Chemically both are the same, but the explosives grade is lower density and more porous, facilitating the absorption of fuel oil to make a compound known as ANFO.

The former Soviet Union, eastern Europe, the UK and France are all manufacturing countries, and buyers can be found across Europe for fertilisers applications, and in many mining countries for explosives applications.

However, its popularity among non-state actors who engage in do-it-yourself bombmaking — not to mention several accidental explosions — has led to a decline in the market for fertiliser grade AN.

There are even bans in place in some jurisdictions, where alternative fertilisers such as urea or calcium ammonium nitrate (known as CAN) are preferred. While these are inferior at the basic job of nourishing plants, they are seen as safer.

“What we have seen over the years is that the market for fertiliser grade ammonium nitrate is declining, primarily because regulations have continuously been tightened,” said a chemicals industry consultant, who asked not to be named.

“A lot of companies have said, we do not want to get involved in this, because of potential for litigation and reputational risk. In the US, a lot of companies have completely pulled out of the AN market and are pushing substitutes.”

He estimates that explosives grade is now the largest element in the global AN trade.
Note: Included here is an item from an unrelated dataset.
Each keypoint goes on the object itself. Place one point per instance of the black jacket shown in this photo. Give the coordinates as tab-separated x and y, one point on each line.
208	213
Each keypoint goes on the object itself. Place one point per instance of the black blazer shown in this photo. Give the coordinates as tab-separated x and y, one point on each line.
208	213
And even that is coming under pressure, given the environmental concerns increasingly surrounding open cast mining techniques.
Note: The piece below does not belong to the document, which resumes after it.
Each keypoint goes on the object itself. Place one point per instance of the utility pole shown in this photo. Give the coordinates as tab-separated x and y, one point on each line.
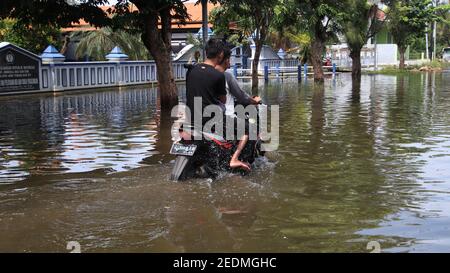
204	25
435	3
427	43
Usually AN is shipped in bulk, but is sometimes bagged, typically in units of one tonne or of 50kg, in line with customer preference.

Sometimes, when container rates are through the floor, the economics of putting it in boxes stacks up. A small amount is produced as an emulsion, and moving it a job for chemical tankers.
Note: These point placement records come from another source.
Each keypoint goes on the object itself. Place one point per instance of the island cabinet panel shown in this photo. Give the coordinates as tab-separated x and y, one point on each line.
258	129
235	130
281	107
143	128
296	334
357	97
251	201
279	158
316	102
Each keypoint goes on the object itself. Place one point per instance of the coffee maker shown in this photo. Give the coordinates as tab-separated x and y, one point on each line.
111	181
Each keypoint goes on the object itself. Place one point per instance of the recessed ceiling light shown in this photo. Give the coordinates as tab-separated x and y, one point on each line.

Generally, shipments within Europe are shorthaul, and in the 5,000–10,000 range. Bigger shipments, of up to about 25,000 tonnes are sent to destinations such as Brazil.

“The key thing is, if handled properly and safely, there is not really an issue. Shipments of explosive grades tend to be in smaller lots, partly because of the requirements of the market. If you’re shipping fertiliser, people need it by the tonne.”

The legal framework is something of a grey area, according to a partner with a shipping law firm, who worked on litigation surrounding the explosion at the Chinese port of Tianjin in 2015, where AN was again a culprit.

Where it is shipped in bulk, it is not subject to the International Maritime Dangerous Goods code, which applies to unitised goods only. And of course, the IMDG code itself does not apply on land.

“IMDG is an International Maritime Organization convention, prepared for the purposes of ocean carriage. So the code is irrelevant for the purpose of assessing whether the warehouse operator has liability,” he added.

In reality, the legal framework a bit of a mess. While there are IMO guidelines on the keeping of cargoes for transhipment purposes, these do not apply to longer-term storage.

“IMDG is a huge document, hundreds of pages in two volumes, lots and lots of appendices dealing with lists and IMO numbers for cargoes. That’s one of the criticisms.

“The recommendations are a very short document, 200-odd pages, very much at the high level. It applies to dangerous goods within the port area… They apply only when you’re keeping the cargo for transit, and they are only guidance. They’re not part of law.”

In short, each individual government develops its own rules on matters such as chemical storage, health and safety standards, gross negligence and manslaughter.

Frequently they are not observed. The rules in China specify that AN should not be stored within one km of residential dwellings; at Tianjin, that did not happen.

So what now? The future of AN is inevitably a hot topic in the world of fertiliser trading right now, said Ms Meehan.

“There is discussion in the industry whether ammonium nitrate can be substituted with calcium ammonium nitrate. Big buyers are getting concerned about security of supply.”

As Lloyd’s List reported last week, others suspect there will be increased reluctance on the part of shipowners to carry AN consignments, although that will mean higher rates for those ready to run the risk.

Increased insurance premiums for the carriage and storage of ammonium nitrate is also a reasonable expectation.